Hooks are configured in the RuntimeHookConfig:

rust
pub struct RuntimeHookConfig {
    pre_tool_use: Vec<String>,   // Shell commands
    post_tool_use: Vec<String>,  // Shell commands
}

Each command string is executed via the system shell:

  • Unix: sh -lc "command"
  • Windows: cmd /C "command"

Multiple hooks can be registered for the same event.

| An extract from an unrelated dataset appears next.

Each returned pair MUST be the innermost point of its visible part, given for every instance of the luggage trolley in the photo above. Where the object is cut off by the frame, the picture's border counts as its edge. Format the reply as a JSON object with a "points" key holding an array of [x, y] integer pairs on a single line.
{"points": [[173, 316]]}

They run sequentially — if any PreToolUse hook returns exit code 2, subsequent hooks are skipped and the tool is denied.

Feedback Merging

Hook stdout is captured and merged into the tool result:

  1. PreToolUse feedback is prepended to the tool output
  2. PostToolUse feedback is appended
  3. If both hooks provide feedback, the output becomes:
[tool output]

Hook feedback:
[pre hook message]

Hook feedback:
[post hook message]

If a PostToolUse hook denies (exit 2), the feedback is labeled Hook feedback (denied): and the result is marked as an error.

Example: Blocking Dangerous Commands

bash
# .claude/settings.json
{
  "hooks": {
    "PreToolUse": [
      "if echo \"$HOOK_TOOL_INPUT\" | grep -q 'rm -rf'; then echo 'Blocked: destructive command'; exit 2; fi"
    ]
  }
}

This hook checks if a bash command contains rm -rf and blocks it with exit code 2.